The 15-day, 3,000 km Jan Ashirwad yatra of Haryana chief minister Manohar Lal Khattar, which wound through the state’s 90 assembly constituencies, will surely leave a lasting impression. With Haryana going to the polls in October, Khattar had launched the yatra to showcase his achievements and seek the blessings of the people—hence jan ashirwad.
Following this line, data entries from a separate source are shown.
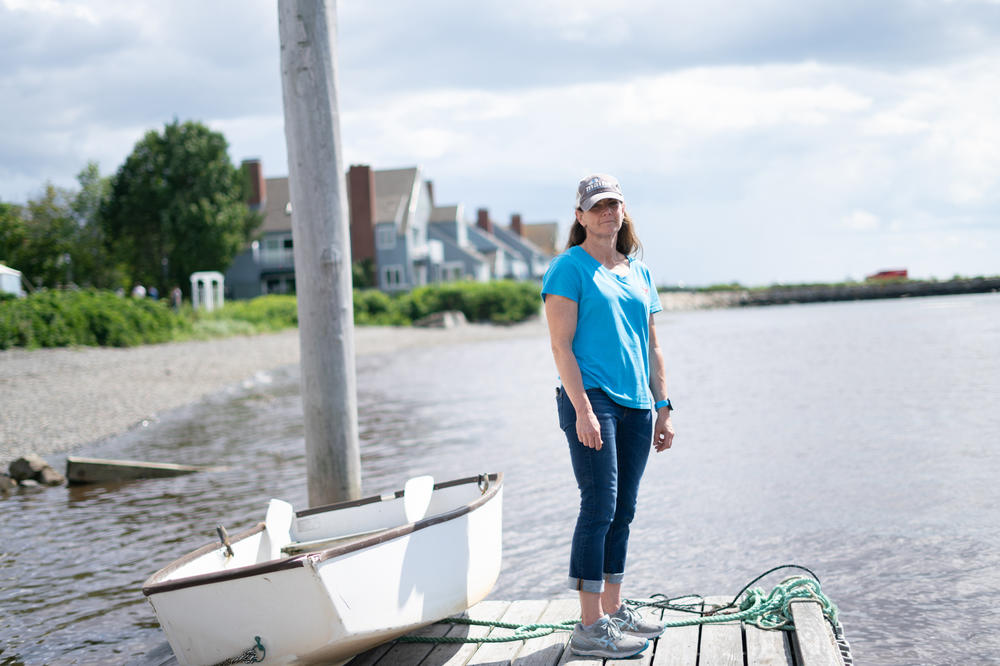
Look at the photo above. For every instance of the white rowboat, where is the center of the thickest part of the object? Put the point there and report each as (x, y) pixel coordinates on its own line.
(324, 584)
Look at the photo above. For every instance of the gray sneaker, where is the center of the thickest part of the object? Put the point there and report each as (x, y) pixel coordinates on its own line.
(605, 639)
(632, 622)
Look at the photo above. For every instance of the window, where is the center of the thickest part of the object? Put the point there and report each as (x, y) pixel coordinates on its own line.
(385, 236)
(276, 250)
(393, 276)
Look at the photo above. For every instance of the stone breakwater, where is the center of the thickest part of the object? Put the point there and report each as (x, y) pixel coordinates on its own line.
(698, 300)
(53, 400)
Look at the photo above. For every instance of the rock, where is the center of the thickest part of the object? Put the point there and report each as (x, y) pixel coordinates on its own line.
(27, 467)
(50, 477)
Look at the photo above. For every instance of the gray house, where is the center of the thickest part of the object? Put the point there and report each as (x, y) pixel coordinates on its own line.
(390, 215)
(461, 259)
(536, 261)
(267, 266)
(395, 226)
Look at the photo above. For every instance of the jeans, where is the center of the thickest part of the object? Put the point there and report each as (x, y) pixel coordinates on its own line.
(609, 484)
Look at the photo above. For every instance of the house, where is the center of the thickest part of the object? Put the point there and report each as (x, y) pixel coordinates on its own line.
(390, 213)
(543, 235)
(534, 258)
(268, 265)
(893, 274)
(462, 261)
(395, 226)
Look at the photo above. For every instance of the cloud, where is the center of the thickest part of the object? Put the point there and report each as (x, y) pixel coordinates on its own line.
(861, 220)
(749, 137)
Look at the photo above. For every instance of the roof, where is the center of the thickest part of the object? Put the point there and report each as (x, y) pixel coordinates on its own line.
(543, 234)
(277, 210)
(393, 194)
(440, 235)
(487, 242)
(446, 213)
(522, 245)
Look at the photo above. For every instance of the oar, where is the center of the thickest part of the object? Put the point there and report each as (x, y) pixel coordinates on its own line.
(417, 496)
(278, 523)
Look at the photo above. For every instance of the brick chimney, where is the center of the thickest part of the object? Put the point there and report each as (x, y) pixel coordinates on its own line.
(483, 220)
(254, 174)
(515, 224)
(361, 199)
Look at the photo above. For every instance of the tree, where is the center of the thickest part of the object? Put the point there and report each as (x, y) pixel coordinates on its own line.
(177, 205)
(92, 255)
(12, 235)
(50, 233)
(56, 238)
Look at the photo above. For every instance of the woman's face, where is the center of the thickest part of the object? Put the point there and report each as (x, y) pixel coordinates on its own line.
(604, 219)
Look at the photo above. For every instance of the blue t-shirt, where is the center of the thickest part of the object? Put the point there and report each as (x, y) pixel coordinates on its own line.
(611, 343)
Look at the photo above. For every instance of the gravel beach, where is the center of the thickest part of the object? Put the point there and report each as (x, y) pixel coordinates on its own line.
(52, 400)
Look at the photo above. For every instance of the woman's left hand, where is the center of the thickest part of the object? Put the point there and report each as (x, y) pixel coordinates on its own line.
(663, 431)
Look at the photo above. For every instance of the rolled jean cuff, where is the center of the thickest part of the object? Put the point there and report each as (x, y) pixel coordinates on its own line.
(583, 585)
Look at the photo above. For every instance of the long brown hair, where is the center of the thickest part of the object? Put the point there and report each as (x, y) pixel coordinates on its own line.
(627, 242)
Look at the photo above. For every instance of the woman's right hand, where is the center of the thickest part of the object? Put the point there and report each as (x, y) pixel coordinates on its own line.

As the rath enters Elanabad, a small town in Sirsa district, Khattar climbs to the top to address the crowd. They are effusive, though Khattar is no great orator. The chief minister sticks to his showcase themes—how he curbed corruption in the government departments, freed the state of the evils of caste politics. “In the last election, the BJP won only one assembly segment out of nine in the Sirsa Lok Sabha seat. Yet my government never discriminated against Sirsa, we have brought development to the area. You must now rise above caste and regional considerations,” he says. As the people cheer, Karnal MP Sanjay Bhatia, who is in charge of the yatra, bellows over the din: “This appeal of oneness by the chief minister has broken decades of caste- and region-based politics of favouritism and discrimination.” Khattar himself later says he was overwhelmed by the response to the yatra. “I must have shaken hands with at least one lakh people in these 15 days,” he told india today.